Sultan Ulutaş Alopé : Je ne me suis pas dit dès le départ que j’écrirai en français pour être plus libre. C’est venu plus tard. Au départ, pour écrire, j’ai commencé à parler à mon père dans ma tête. Je n’avais pas de contact avec lui et je trouvais que c’était plus simple de lui parler dans une langue qu’il ne comprendrait pas. Même si je n’étais pas toujours à l’aise en français, que j’avais parfois besoin d’un dico, puisqu’à l’époque, je ne parlais le français que depuis deux ans et demi.
Un sentiment de censure
Pourquoi est-ce si difficile de parler de la condition kurde en langue turque ?
Dans la langue turque, rien que le mot kurde est déjà trop politique. Dès qu’on emploie le mot kurde, ça évoque le terrorisme dans le cerveau des gens. Ça crée un sentiment de censure, que j’ai intégré moi-même. En plus, le texte n’évoque pas que l’identité kurde, mais aussi mon rapport à mon père. Ce n’était pas possible pour moi de parler de ce rapport complexe dans notre langue commune, le turc.
À plusieurs reprises, il y a des passages en kurmanjdi. À quel point cette langue est-elle subversive, dangereuse dans une œuvre ?
Déjà être une femme et parler de politique, c’est compliqué en Turquie. Pour cette société patriarcale, construite sur des valeurs nationalistes, c’est tout de suite irritant. Dès que j’ai publié la vidéo de présentation de la pièce, où je dis que le kurde était une langue interdite, j’ai reçu des commentaires racistes. Beaucoup me reprochait de mal parler des Turcs depuis la France, ou même de le faire pour avoir la nationalité française.
« J’ai appris très vite qu’il fallait avoir honte d’être kurde »
Sultan Ulutaş Alopé, dramaturge
Pourtant je ne pointe pas du doigt les Turcs en général. Je pense que quand tu as grandi dans une société raciste, tu le deviens sans le vouloir. Moi même dans mon enfance, j’ai appris très vite qu’il fallait avoir honte d’être kurde, ne jamais le dire. Je l’ai compris le jour où j’ai vu un enfant kurde de ma classe se faire battre par les autres enfants.

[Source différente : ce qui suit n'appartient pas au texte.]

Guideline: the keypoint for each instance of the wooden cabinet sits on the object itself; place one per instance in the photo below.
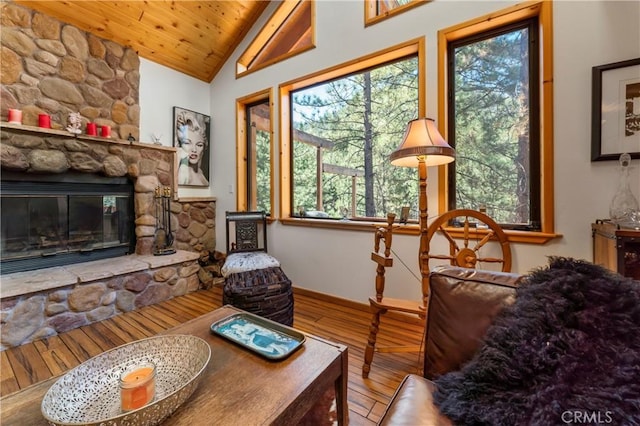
(617, 249)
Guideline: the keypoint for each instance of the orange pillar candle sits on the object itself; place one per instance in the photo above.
(137, 387)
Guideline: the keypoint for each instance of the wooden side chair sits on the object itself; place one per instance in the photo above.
(253, 279)
(467, 232)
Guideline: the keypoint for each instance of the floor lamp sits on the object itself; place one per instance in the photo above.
(423, 146)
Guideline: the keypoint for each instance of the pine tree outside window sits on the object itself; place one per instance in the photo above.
(343, 131)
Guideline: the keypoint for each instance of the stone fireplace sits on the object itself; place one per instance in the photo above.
(60, 219)
(44, 302)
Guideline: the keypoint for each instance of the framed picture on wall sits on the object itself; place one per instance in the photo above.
(615, 112)
(191, 134)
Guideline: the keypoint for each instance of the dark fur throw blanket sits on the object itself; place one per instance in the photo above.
(566, 352)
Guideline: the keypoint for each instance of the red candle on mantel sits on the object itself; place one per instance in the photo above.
(92, 129)
(15, 116)
(44, 121)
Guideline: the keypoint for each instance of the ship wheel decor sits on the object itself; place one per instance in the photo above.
(475, 235)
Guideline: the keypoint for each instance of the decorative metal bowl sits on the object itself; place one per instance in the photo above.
(89, 394)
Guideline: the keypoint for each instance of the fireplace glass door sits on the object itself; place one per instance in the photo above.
(48, 224)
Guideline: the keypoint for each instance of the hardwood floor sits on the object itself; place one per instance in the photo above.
(333, 319)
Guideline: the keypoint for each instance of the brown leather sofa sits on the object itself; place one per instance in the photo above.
(462, 305)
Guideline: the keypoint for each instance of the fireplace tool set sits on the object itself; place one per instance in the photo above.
(164, 236)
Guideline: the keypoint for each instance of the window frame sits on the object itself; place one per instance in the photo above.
(411, 47)
(242, 155)
(371, 15)
(543, 11)
(268, 33)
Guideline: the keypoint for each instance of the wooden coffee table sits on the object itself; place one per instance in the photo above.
(237, 387)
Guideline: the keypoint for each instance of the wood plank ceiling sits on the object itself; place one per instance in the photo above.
(193, 37)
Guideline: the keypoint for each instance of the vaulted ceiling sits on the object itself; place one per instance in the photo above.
(193, 37)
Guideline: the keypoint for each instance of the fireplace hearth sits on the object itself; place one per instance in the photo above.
(55, 220)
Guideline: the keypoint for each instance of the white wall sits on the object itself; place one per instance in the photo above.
(161, 89)
(586, 34)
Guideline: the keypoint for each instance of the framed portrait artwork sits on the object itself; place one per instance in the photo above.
(191, 135)
(615, 111)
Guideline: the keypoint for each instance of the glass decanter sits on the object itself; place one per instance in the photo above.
(624, 206)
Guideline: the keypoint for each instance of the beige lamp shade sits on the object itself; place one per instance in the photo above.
(422, 139)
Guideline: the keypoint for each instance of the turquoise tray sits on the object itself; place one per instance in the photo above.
(267, 338)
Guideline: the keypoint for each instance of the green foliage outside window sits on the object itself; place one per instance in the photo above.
(364, 116)
(492, 95)
(263, 172)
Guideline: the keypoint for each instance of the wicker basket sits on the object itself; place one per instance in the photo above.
(266, 292)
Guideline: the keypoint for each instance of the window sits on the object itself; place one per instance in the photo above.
(343, 124)
(288, 32)
(255, 153)
(498, 118)
(378, 10)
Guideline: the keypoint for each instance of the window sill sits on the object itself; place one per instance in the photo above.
(413, 229)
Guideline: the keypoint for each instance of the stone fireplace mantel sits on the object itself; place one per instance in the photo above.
(41, 303)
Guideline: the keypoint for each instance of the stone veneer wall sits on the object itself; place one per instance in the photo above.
(34, 150)
(33, 304)
(55, 68)
(90, 292)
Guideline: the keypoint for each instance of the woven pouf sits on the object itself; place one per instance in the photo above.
(265, 292)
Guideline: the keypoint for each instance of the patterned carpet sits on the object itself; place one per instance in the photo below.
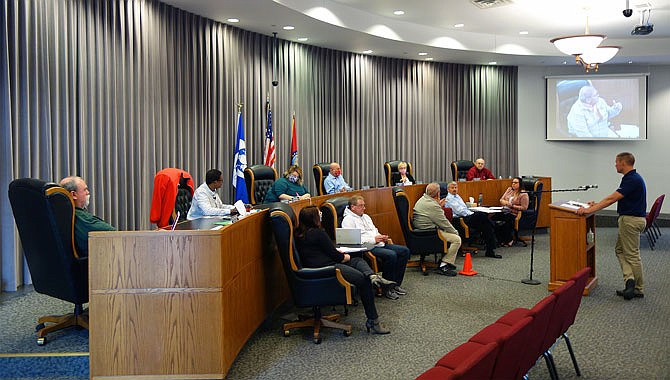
(612, 338)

Pour un récit aussi intimiste, avez-vous imaginé autre chose qu’un seul en scène ?
C’est un faux seul en scène, puisque je parle à plusieurs moment à ma chaise (rires). Mais oui je n’ai pas imaginé autre chose. C’était important pour moi de rester le plus sobre possible.

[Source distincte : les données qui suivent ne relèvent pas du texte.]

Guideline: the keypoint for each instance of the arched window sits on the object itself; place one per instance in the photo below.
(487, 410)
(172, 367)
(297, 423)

« Si j’étais restée en Turquie, je n’aurais clairement pas pu écrire cette pièce. »
Sultan Ulutaş Alopé, dramaturge
Concernant le texte, même s’il est très intime puisqu’on part d’un écrit personnel, il y a eu un travail dramaturgique. Mon personnage s’appelle Sultan et c’est bien mon histoire, mais je joue sur scène la personne que j’étais il y a cinq ans, en modifiant certains éléments comme les prénoms.
Votre récit se tisse également autour deux histoires d’exil, celle de votre père et la vôtre. En plus de la langue, partagez vous aussi cette identité de l’exilé ?
Je pense que si j’étais restée en Turquie, je n’aurais clairement pas pu écrire ça. Dans ce texte, je voulais aussi montrer comment l’immigration s’est transmise de mon père et moi, comment j’ai hérité de ses idées, en traçant un parallèle entre son exil et le mien. Au départ, j’avais aussi pensé à inclure l’histoire de ma mère, qui avait elle même quitté sa région au bord de la mer Noire pour rejoindre Istanbul… mais je n’avais pas assez de place.
Souhaiteriez vous que votre pièce soit jouée en Turquie un jour ? Est-ce même possible ?
Peut-être un jour, pour l’instant je ne préfère pas. Il y a plusieurs raisons, dont des raisons dramaturgiques. J’ai écrit cette pièce avec un français particulier, le français d’une étrangère. On perdrait toute l’étrangeté de la langue si c’était en turc. Et je pense que cette étrangeté fait partie de l’expérience que j’ai voulu pour le public, pour qu’il soit confronté à une autre manière de parler.
Entre temps, la pièce a été traduite en allemand, mais la traduction n’a pas intégré les fautes de français. Je trouve que c’est une perte, même si le traducteur a imaginé d’autre manière de faire ressentir l’étrangeté.